在我看來,人世間的女性不知比男性費解多少倍。在我們家,女性數量是男性的好多倍,親戚家也是女孩子居多。還有前面提到過的那些“犯罪”的女傭人。我想甚至可以說,我自幼是在女人堆中長大的。儘管如此,我卻一直是懷著如履薄冰的心情與女人打交道的。我對她們一無所知,如墜雲霧,不時遭受慘痛的失敗。這種失敗與從男性那兒受到的鞭笞截然不同,恍若內出血一般引人不快,其毒性攻心,難以治癒。

女人有時和你形影不離,有時又對你棄之不理。當著眾人的面她藐視我,羞辱我,而一旦揹著大家,她又拼命地摟緊我。女人的睡眠酣甜得宛若死去了一般,甚至讓人懷疑她們是否為了酣然入眠才存活於這個世界上的。我從幼年時代起就對女人進行了種種觀察,儘管同是人類,女人卻分明是一種與男人迥然相異的生物。而就是這種不可理喻、需要警惕的生物,竟出人意料地呵護著我。無論是“被迷戀”的說法,還是“被喜歡”的說法,都完全不適合我,或許倒是“受到呵護”這一說法更貼近我的情況。

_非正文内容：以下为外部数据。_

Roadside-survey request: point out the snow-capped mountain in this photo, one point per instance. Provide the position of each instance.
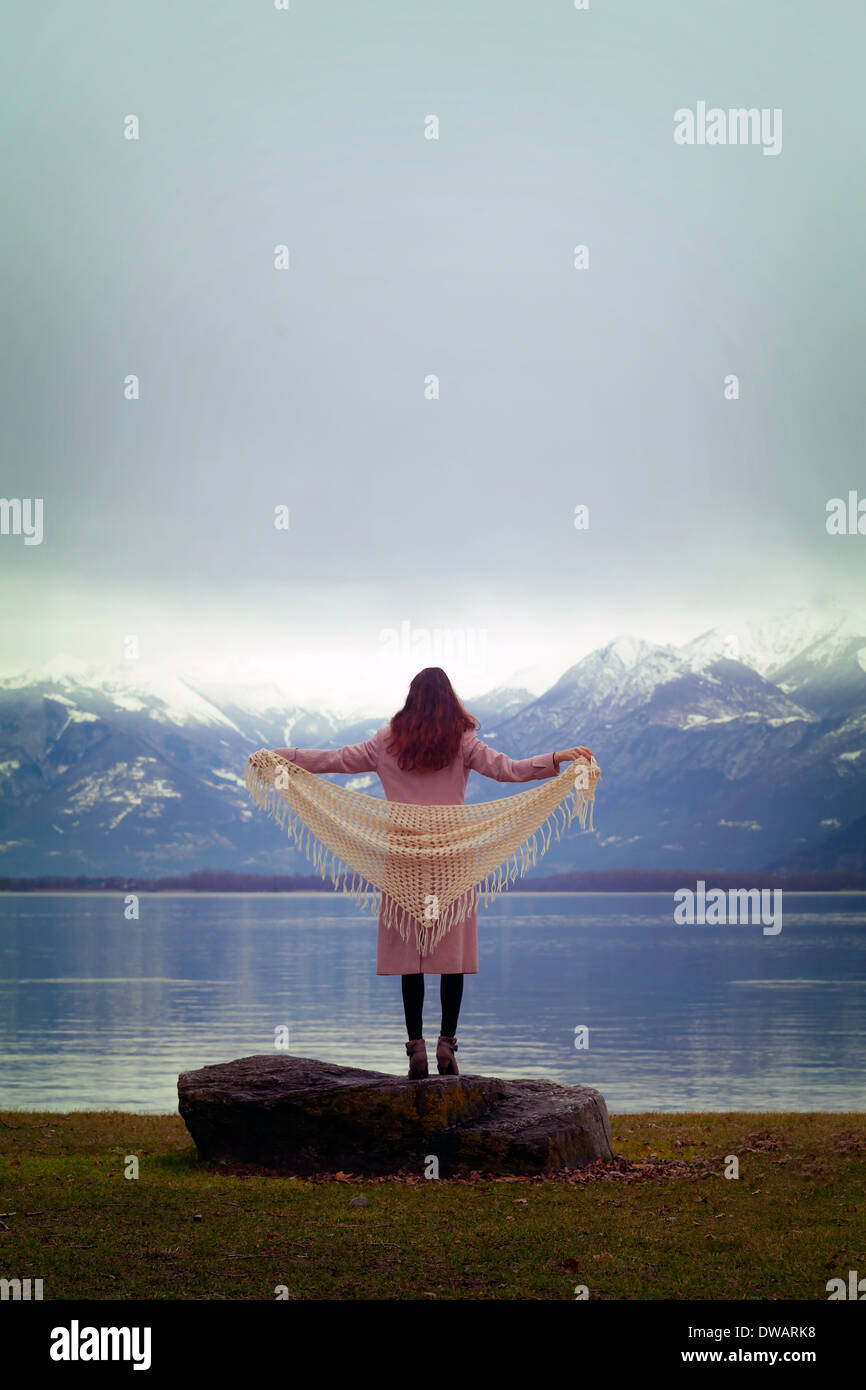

對待滑稽的逗笑,女人似乎比男人更顯得遊刃有餘。當我扮演滑稽角色進行逗笑時,男人從不會哈哈大笑。而且我也知道,如果在男人面前搞笑時隨著興致得意忘形的話,肯定會招致失敗,所以總是惦記著在恰到好處時中止表演。可女人卻壓根兒不知道什麼叫“適可而止”,總是無休無止地纏著我要我繼續搞笑。為了滿足她們那毫無節制的要求,我累得筋疲力盡,事實上她們確實能笑。女人似乎能夠比男人更貪婪地吞噬快樂。